Who’s to blame for pedophilia? Individuals, populations, probability, and responsibility
by Alan Cohen
A Catholic church official, Monsignor Lynn of Philadelphia, recently received a sentence of 3-6 years for covering up child sexual abuse. This is particularly significant because Monsignor Lynn was not accused of sexual abuse himself, just of covering it up. Pedophilia scandals in the Catholic church have gotten a lot of attention in recent years, and most of the blame has gone to individual priests and members of the hierarchy who covered for them. However, I think even blaming those who cover up the scandals is not enough. I think we should blame church officials who have created a system in which such scandals are inevitable.
Many of us are used to a values system in which individuals are responsible for their actions. And certainly they must be. But a basic understanding of statistics and probability suggests that responsibility can also rest higher up, with those who create foreseeable patterns of individual action. Such a perspective is not typical, but it would help solve many large issues. And it is perfectly illustrated by the pedophilia scandals in the Catholic church.Let’s start with a relatively extreme (and horrific) example. Imagine a new law that required all day-care workers to be convicted pedophiles. What would happen? We don’t want to imagine, but we know. Would this result be the fault of the individual pedophile day-care workers, or of whoever made such an absurd law? Clearly, the answer is both. Regardless of the absurdity of the law, individual day-care workers should still be expected to behave morally and responsibly, whatever their predisposition. But whoever made such a law would (in my opinion) be even more responsible – responsible not for one single act, but for all of them.

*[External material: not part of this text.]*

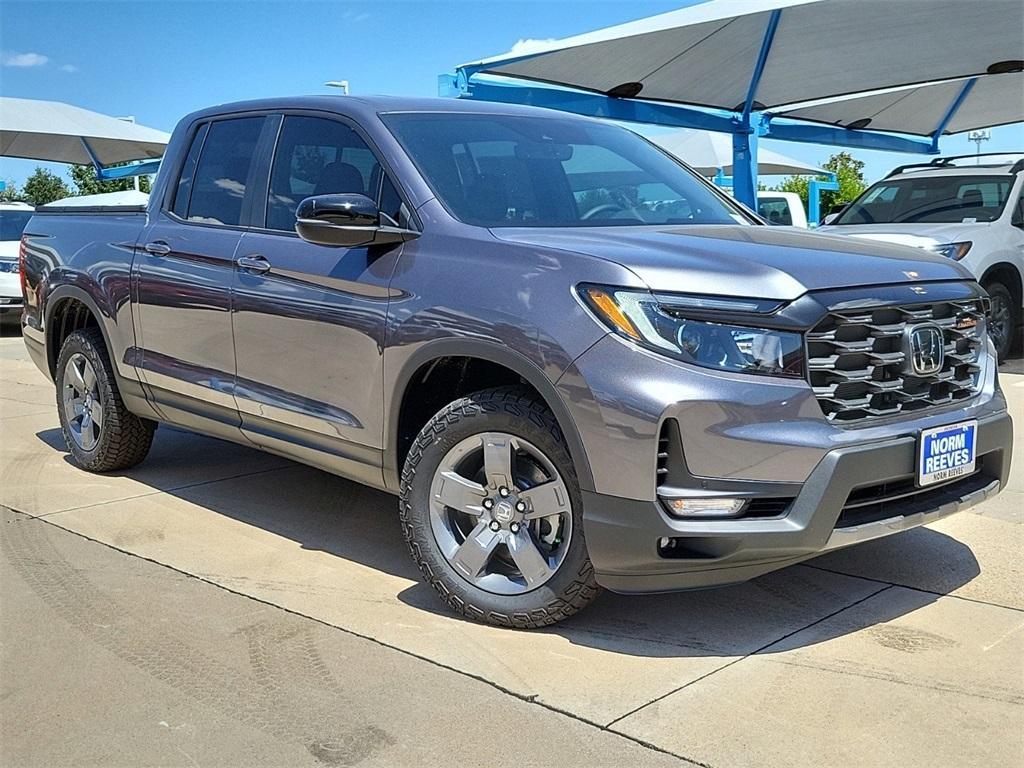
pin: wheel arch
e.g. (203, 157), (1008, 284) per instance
(978, 261), (1024, 309)
(43, 285), (110, 377)
(384, 339), (594, 489)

But, in this example, would every day-care worker commit a crime? Probably not. Some would control themselves, and some would not find themselves tempted in this situation. In no individual case is the outcome guaranteed – this is why we can still hold the individual workers responsible. And thus there is some probability, however, miniscule, that no crimes would occur at all. Yet, because the probable outcome is so foreseeable, we would assign great moral responsibility to whoever made the law.

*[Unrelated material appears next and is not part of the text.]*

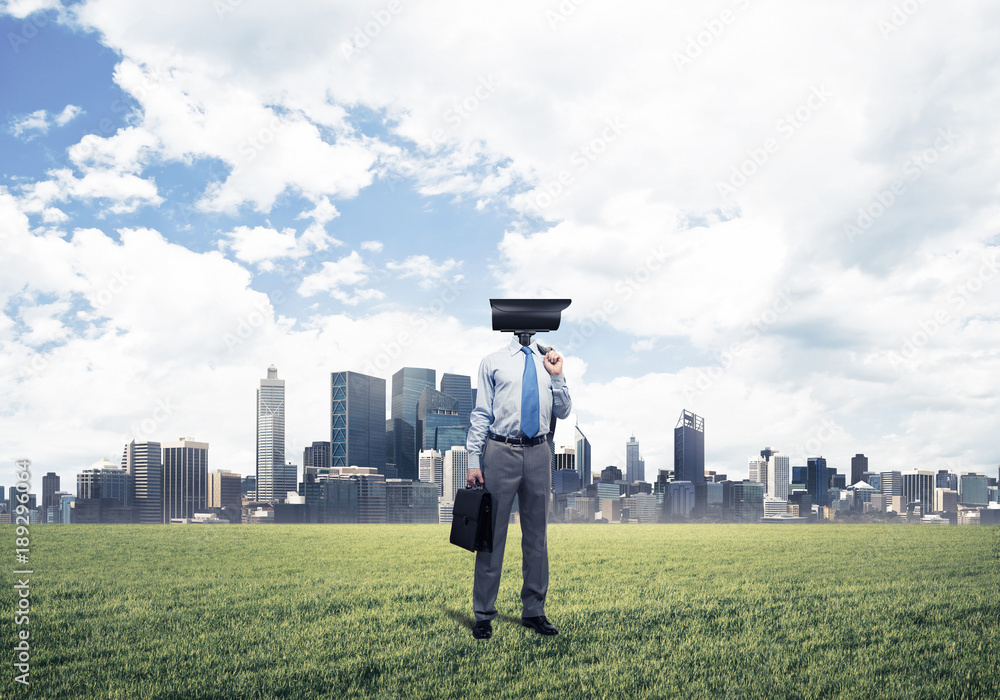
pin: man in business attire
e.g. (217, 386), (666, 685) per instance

I think the Catholic church is currently structured in a way that differs from this example only in degree. 500 years ago, the reasons for joining the priesthood were different than today, and the exposure to children would also have been different. I have no idea how much pedophilia by priests may have been a problem back then (probaby no one does), but I suspect that pedophile priests were not necessarily more common than pedophiles in other parts of society. A celibate priesthood might have made sense then.
Today, however, the requirement that priests be celibate and not marry imposes a burden it did not 500 years ago. Living standards have improved so much that most people in developed countries can have most of what they want in life. Who would give up the right to marry, to be with a partner, in our modern, individualistic world? Only people who feel a very strong calling, or people who don’t want to marry to begin with. And who falls into the latter category? Many (most?) pedophiles, among others.
There are pedophiles in our society. We can debate what causes this, or whether it can be cured or controlled, but we cannot escape the fact that there are such people. Some of them may be responsible and try to limit their exposure to children as much as possible, but many of them will look for opportunities to be around children. If you happened to be a pedophile, becoming a Catholic priest might seem like a particularly attractive profession. You could avoid the societal pressure to marry and have a chance to get close to children in the parish. Your position of power would give you opportunities for abuse.
It is thus a completely foreseeable consequence of how the Catholic church is structured that there will be a disproportionate number of priests who have pedophile tendencies, and who will seek positions in the church that put them in close contact with children. This in no way diminishes the contributions of the great majority of priests who are not pedophiles, but it is true nonetheless. Having a church structured in this way is not really all that different from having a law requiring day-care workers to be pedophiles, except in degree. In any given individual’s case, the outcome is in doubt. But at a population level – at the level of all the priests in all the parishes – the general outcome is in very, very little doubt.
Perhaps the Catholic church believes that regular sexual abuse of children is an acceptable price to pay to maintain celibacy of the priesthood, which has various theological justifications. This is a debate they can have with their parishioners. I would also argue that it is a debate they can have with the governments of the countries in which they operate, since these governments also have a responsibility to prevent sexual abuse. But what they cannot argue (in my opinion) is that the fault rests solely with the priests and those who cover for them, and that the church hierarchy has no responsibility to consider such effects.
To me, this question illustrates clearly the limits of assigning individual responsibility to those who directly commit crimes, and not to those who create a system in which such crimes are foreseeable. As I will discuss in later posts, this ties in with proximate versus ultimate causes in biology, and with how we view equality of opportunity in our society.
What do you think? How much does the Catholic hierarchy bear responsibility for crimes committed by its priests? How much can we incorporate the responsibility for foreseeing population-level outcomes into our sense of justice and morality? I look forward to reading your thoughts.